Scope and Topics
Today, most automated driving systems still heavily depend on HD maps.
They serve as a crucial information source for various safety-critical tasks such as localization, prediction and behavior planning.
By not suffering from limited range, affected by occlusions or dependent on favorable weather/light conditions, HD maps extend the foresight of an autonomous system and the robustness towards sensor failure.
At the same time HD maps are expensive to acquire and even more expensive to maintain due to frequent changes of the environment.
Even with huge efforts in keeping HD maps updated, they stay a snapshot of the past and can obtain outdated information, while being a crucial requirement for map-based driving.
In light of this situation, many researchers tackle the future vision of map-less driving: The recent developments in sensor, sensor fusion and machine learning technologies enable a rapidly improving online modeling of the vehicle’s surrounding and on-the-fly estimation of HD map information.

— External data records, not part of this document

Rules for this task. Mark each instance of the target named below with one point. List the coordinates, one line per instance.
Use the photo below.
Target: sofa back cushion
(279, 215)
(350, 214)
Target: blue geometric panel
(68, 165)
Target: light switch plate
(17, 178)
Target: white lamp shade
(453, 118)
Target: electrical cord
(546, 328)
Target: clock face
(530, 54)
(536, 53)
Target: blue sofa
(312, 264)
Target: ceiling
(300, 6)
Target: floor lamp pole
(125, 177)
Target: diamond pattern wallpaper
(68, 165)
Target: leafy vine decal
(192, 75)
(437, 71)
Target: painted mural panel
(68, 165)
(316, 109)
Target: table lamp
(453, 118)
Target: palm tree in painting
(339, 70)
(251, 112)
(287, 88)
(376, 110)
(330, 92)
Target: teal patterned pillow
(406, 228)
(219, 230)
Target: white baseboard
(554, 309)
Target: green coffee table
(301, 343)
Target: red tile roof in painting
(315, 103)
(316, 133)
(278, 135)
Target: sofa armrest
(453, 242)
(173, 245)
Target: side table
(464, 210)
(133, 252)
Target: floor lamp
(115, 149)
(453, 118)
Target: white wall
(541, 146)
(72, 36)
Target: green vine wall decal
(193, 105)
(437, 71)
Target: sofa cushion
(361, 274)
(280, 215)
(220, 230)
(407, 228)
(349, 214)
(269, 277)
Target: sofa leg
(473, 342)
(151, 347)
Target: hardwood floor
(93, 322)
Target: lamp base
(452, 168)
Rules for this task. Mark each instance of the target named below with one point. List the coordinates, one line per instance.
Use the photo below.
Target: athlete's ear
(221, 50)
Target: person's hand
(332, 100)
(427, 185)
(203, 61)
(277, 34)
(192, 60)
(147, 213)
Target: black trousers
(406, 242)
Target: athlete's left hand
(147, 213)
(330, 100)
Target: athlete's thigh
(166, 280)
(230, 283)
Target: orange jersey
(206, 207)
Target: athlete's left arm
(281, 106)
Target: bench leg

While both philosophies have their strengths and are frequently considered on their own, they can both benefit from the unique advantages of the respective other. This workshop aims to bring both perspectives closer together and explore how future approaches might consider a hybrid solution.
However, the workshop is not limited to this. It welcomes a wide range of contributions regarding map-based and map-less driving solutions.

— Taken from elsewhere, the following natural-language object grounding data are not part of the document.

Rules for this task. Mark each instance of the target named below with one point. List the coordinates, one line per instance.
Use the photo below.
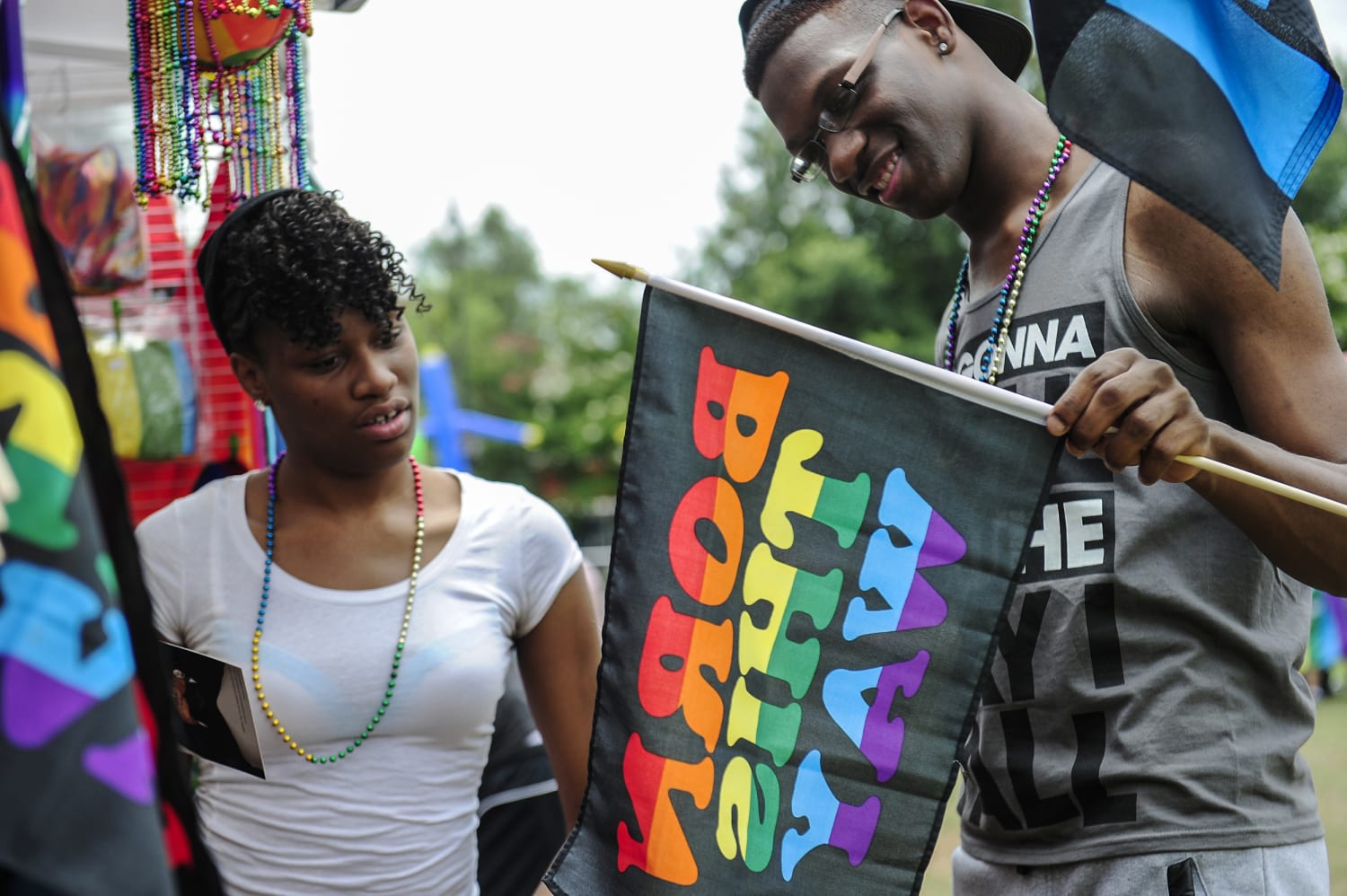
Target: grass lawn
(1327, 755)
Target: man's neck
(1012, 156)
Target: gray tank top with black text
(1145, 694)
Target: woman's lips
(388, 426)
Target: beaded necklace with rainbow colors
(401, 637)
(997, 338)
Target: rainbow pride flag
(810, 558)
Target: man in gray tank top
(1141, 723)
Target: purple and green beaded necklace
(401, 637)
(1009, 295)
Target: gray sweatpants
(1300, 869)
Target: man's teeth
(886, 174)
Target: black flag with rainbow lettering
(810, 561)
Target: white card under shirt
(398, 815)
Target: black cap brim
(1007, 40)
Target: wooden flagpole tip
(624, 269)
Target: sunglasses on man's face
(808, 162)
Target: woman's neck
(317, 487)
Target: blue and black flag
(1218, 105)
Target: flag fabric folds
(1218, 105)
(811, 556)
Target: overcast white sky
(600, 126)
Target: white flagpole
(948, 382)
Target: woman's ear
(934, 22)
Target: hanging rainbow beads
(207, 73)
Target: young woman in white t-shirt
(374, 602)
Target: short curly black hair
(298, 259)
(762, 34)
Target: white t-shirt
(399, 815)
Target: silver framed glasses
(811, 158)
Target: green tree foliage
(530, 347)
(1322, 205)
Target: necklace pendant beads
(401, 637)
(993, 358)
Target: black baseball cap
(1007, 40)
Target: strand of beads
(1009, 294)
(401, 637)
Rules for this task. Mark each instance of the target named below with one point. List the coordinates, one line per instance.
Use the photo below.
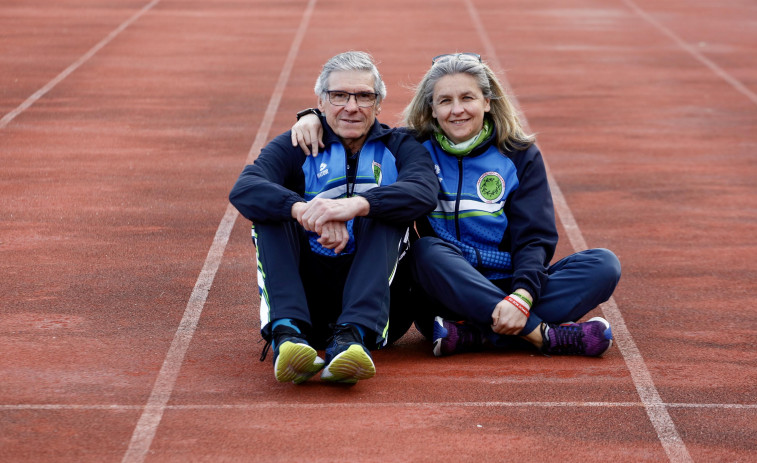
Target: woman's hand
(308, 134)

The topics of interest of the workshop include, but are not limited to:
- Online fusion of uncertainty-affected on-the-fly map estimation with potentially outdated HD maps.
- Motion and behavior planning considering uncertainty-affected map estimation and/or potentially outdated maps.
- Certifiable robustness / validation of map-based, map-less or hybrid systems.
- Data sets for learning higher-level scene understanding e.g. lane topologies, traffic rules.
- Leveraging existing HD maps to generate training data for on-the-fly road modeling and map estimation.
- Online road modelling and on-the-fly map estimation for autonomous driving..
- Map change detection, map update and map validation.